Can All Employers Inspect I-9 Documents Remotely?

Up until April 1, 2021, DHS required in-person Form I-9 document inspection if the employer had any employees physically present in the workplace. Now, employers can comply with all Form I-9 requirements by inspecting documents remotely for certain new hires, even if some employees are physically present in the workplace.

Which Employees’ Form I-9 Documents Can We Inspect Remotely?

Employees hired on April 1, 2021 or after who are working remotely are exempt from the in-person examination of their Form I-9 identify and employment eligibility documentation. As stated above, this is true even if some employees are working in person.

However, once the employee starts coming into the workplace on a regular, consistent, or predictable basis, this flexibility ends, and the employer must physically inspect the Form I-9 documents. The flexible remote inspection policy may also end at DHS’s discretion.

What Should We Do About Physical Inspection Backlog?

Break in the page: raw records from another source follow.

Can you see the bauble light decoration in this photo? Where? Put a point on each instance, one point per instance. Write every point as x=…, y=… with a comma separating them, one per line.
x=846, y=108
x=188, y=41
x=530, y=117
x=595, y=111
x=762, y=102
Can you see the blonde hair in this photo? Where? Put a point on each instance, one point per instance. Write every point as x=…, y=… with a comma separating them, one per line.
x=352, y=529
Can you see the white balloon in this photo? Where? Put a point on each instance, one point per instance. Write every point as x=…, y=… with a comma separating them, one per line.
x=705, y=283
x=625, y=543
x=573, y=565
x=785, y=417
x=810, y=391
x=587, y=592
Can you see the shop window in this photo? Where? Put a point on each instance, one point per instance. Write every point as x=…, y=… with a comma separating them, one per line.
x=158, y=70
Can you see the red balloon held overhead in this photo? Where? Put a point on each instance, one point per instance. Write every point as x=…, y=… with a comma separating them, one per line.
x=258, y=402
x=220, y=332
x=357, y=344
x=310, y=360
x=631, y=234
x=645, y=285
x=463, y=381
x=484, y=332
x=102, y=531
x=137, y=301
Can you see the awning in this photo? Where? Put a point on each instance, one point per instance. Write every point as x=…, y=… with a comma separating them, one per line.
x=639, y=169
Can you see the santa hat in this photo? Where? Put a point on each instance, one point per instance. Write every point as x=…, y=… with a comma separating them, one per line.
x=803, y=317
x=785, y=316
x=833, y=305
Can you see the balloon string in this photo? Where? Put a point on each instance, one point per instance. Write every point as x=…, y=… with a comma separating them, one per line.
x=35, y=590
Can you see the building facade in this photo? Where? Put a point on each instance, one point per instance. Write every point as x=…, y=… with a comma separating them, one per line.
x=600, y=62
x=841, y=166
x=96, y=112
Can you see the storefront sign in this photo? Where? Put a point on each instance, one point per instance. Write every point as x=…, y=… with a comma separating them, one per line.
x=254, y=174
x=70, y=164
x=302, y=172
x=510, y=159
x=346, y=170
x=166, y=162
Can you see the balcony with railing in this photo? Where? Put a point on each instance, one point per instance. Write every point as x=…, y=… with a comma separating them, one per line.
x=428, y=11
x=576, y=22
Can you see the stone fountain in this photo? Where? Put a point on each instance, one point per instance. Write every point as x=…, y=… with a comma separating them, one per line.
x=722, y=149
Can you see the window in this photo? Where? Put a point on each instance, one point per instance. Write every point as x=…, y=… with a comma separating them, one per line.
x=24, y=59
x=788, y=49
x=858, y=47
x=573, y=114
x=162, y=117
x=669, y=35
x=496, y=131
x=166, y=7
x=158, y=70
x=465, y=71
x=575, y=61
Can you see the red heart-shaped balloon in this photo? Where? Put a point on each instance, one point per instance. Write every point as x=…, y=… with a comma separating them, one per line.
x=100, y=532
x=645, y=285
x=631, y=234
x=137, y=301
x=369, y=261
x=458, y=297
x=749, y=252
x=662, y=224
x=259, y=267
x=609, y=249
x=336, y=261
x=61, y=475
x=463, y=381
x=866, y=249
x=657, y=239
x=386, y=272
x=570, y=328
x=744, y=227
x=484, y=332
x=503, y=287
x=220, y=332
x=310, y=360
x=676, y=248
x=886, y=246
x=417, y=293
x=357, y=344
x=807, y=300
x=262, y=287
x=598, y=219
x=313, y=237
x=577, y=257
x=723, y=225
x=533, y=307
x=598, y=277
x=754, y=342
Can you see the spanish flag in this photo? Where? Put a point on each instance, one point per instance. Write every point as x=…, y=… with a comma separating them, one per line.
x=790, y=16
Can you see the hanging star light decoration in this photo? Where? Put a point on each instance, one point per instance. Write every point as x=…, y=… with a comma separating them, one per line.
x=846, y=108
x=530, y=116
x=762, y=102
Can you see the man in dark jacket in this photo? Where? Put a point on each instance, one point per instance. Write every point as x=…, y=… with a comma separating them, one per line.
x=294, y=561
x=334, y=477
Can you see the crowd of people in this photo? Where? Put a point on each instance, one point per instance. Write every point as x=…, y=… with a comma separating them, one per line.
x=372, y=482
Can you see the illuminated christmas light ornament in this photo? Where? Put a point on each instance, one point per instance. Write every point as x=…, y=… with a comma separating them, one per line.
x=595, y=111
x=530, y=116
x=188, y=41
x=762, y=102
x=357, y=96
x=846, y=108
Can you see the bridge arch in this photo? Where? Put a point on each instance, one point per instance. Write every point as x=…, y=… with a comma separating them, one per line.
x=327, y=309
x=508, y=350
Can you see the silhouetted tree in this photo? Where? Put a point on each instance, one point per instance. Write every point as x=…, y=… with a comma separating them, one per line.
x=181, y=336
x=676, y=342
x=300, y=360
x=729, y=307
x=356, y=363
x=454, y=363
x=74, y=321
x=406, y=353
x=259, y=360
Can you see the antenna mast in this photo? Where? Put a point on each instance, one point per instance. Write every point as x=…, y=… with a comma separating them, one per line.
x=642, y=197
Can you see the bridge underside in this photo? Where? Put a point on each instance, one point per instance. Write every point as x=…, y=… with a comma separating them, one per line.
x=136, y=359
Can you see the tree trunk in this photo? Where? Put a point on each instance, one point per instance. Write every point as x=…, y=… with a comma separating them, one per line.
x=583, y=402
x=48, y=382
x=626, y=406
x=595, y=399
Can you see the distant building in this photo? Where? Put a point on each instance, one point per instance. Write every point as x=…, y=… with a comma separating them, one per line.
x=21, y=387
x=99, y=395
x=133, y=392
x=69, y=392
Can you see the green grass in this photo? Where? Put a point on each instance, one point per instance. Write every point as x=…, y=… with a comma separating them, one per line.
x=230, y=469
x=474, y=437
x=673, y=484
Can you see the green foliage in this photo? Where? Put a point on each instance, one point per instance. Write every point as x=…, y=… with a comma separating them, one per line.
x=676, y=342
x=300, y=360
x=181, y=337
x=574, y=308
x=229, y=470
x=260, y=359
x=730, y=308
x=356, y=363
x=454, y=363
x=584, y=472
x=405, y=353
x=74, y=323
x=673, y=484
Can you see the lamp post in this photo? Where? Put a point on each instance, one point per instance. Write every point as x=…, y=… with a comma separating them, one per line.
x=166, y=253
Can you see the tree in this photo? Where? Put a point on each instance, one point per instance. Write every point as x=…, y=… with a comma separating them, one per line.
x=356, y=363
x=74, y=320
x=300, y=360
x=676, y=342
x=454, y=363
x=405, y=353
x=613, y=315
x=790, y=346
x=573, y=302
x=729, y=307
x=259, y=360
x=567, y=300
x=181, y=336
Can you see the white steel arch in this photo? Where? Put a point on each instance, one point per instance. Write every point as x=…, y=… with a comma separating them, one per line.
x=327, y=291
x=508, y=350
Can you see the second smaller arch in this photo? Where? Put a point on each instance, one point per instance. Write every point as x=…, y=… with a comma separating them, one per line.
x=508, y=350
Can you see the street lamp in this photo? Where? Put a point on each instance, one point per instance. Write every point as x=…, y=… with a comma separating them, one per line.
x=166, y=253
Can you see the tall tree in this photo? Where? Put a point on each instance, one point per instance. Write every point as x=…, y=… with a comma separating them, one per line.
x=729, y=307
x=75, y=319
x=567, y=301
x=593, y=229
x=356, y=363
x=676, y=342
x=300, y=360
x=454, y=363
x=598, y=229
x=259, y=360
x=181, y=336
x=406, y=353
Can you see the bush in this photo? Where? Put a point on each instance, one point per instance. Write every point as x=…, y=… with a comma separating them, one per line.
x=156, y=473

DHS has been permitting remote inspection of Form I-9 documents since March 20, 2020. This means employers probably have quite the backlog of Form I-9s and identity and employment eligibility documentation that need physical inspection. Employers may choose to begin physically examining affected employees’ Form I-9 identity and employment eligibility documentation before the employees return to the workplace for in-person work. When completing the physical inspection, employers should write “COVID-19” as the reason for the physical section delay under in the Additional Information field in Section 2.

Thompson Coe and myHRgenius Tip of the Week is not intended as a solicitation, does not constitute legal advice, and does not establish an attorney-client relationship.